A UE nunca presenciou uma tentativa de golpe militar considerável em nenhum dos seus membros ou países candidatos. Na Hungria ou em qualquer outro lugar, os desafios contra o nosso conceito de estado de direito são minúsculos em comparação com a intentona golpista que vimos na televisão, com o bombardeamento do parlamento e com uma tentativa de capturar o presidente eleito da Turquia.

A ameaça foi travada, mas à custa de 265 vidas e de 1 100 feridos. Os partidos políticos da Turquia foram rápidos a reunir-se para condenar o golpe. Podemos esperar que esta demonstração única de solidariedade irá colocar a democracia turca numa base mais sólida.

Mas durante a noite do golpe, foi preciso esperar algum tempo para que a UE condenasse o incidente. E não havia nenhum sinal de que os altos representantes da UE tivessem voado até à Turquia para apoiar um país candidato, que enfrentou a ameaça mais grave contra a sua ordem constitucional.

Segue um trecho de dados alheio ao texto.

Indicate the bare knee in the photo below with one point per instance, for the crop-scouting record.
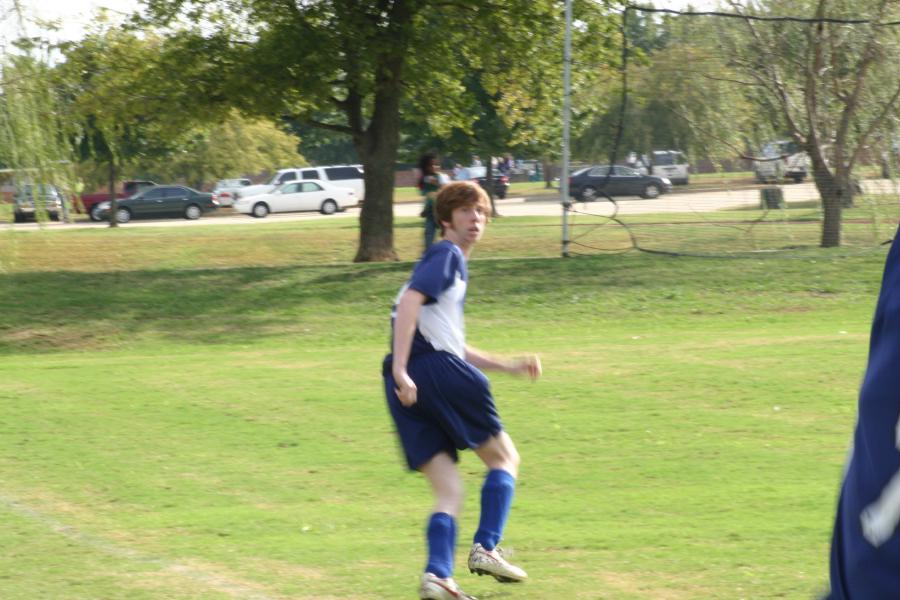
(448, 497)
(446, 484)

Pelo contrário, os líderes europeus começaram imediatamente a questionar as medidas tomadas pelas autoridades turcas, no sentido de purgar do estado os presumíveis elementos que tinham ligação com o movimento gulenista.

Quando a Turquia perguntou pelo levantamento da Convenção Europeia dos Direitos Humanos, os líderes da UE levantaram-se em desaprovação, esquecendo que a França fez o mesmo depois dos ataques terroristas de novembro, em Paris. Não há dúvida de que a Turquia tem direito a fazê-lo, e de que realmente deve tomar medidas para se proteger a si mesma, contra as forças que tentam destruir a sua ordem constitucional.

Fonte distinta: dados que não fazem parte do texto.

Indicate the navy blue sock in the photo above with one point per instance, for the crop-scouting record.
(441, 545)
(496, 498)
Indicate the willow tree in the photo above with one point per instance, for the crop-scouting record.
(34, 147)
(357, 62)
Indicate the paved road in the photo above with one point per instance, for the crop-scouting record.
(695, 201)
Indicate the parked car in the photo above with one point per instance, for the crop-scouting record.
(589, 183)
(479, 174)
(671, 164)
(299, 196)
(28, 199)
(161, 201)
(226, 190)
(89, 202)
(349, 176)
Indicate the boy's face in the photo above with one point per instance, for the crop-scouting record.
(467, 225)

A UE estaria hoje numa melhor posição se os líderes da União Europeia tivessem ido de imediato à Turquia para expressar o seu horror devido ao golpe. Não há dúvida de que existe um sério risco de que estas medidas vão mais longe. Espero sinceramente que o Conselho da Europa e o Tribunal Europeu dos Direitos Humanos avalie a situação com muito cuidado, quando as coisas estiverem mais serenas. Até foram detidos os jornalistas que apoiaram com baixa probabilidade o golpe de estado, e isso deveria ser criticado.

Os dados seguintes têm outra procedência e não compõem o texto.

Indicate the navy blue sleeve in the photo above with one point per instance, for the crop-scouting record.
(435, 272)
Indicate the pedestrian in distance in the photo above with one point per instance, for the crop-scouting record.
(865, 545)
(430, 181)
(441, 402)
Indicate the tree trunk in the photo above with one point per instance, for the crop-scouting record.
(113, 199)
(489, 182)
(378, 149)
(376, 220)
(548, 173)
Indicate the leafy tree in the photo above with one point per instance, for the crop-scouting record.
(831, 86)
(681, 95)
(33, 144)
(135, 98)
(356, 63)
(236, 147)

A boa notícia é que o secretário geral do Conselho da Europa, Thorbjorn Jagland, visitará esta semana a capital Ancara.

A Europa enfrenta o risco de perder a sua autoridade moral, se não se apresentar envolvida na contestação ao conceito de golpe. Sem dúvida, a postura infeliz da Europa face ao golpe de estado no Egito em 2 013, fez com que a sua posição nesta matéria ficasse comprometida.

É significativo que apenas dias depois da intentona golpista, Ibrahim Kalin - o porta voz do presidente Recep Tayyip Erdogan – respondeu às críticas do Ocidente relativamente às medidas anti-golpistas tomadas pelo governo. Kalin disse através da sua conta na rede social que “se o golpe tivesse tido êxito – tal como aconteceu no Egito – vocês tê-lo-iam apoiado. Vocês não conhecem este povo, mas este povo conhece-vos”.

Se os líderes da UE tivessem enviado mensagens de condenação contra o golpe na Turquia pouco depois da intentona golpista, teriam felicitado os turcos por terem repelido o golpe. Teriam falado com o presidente, com o governo, com líderes políticos e com outros, e dito como seria construído um caminho democrático rumo à Europa. A União Europeia estaria hoje numa melhor posição.

Não há garantia de que estes movimentos afastem o país de se arrastar ainda mais profundamente para o autoritarismo. Mas a Europa teria pelo menos mostrado esforço em defender os seus ideais políticos e os seus valores democráticos.

Atualmente, Putin será o primeiro líder a falar com Erdogan depois do golpe. Se este encontro se concretizar, isso será uma vergonha para a Europa.

Carl Bildt é um ex-copresidente do Conselho de Chefes de Estado e de Governo da Europa, e ex-primeiro ministro e ex-ministro dos Negócios Estrangeiros da Suécia.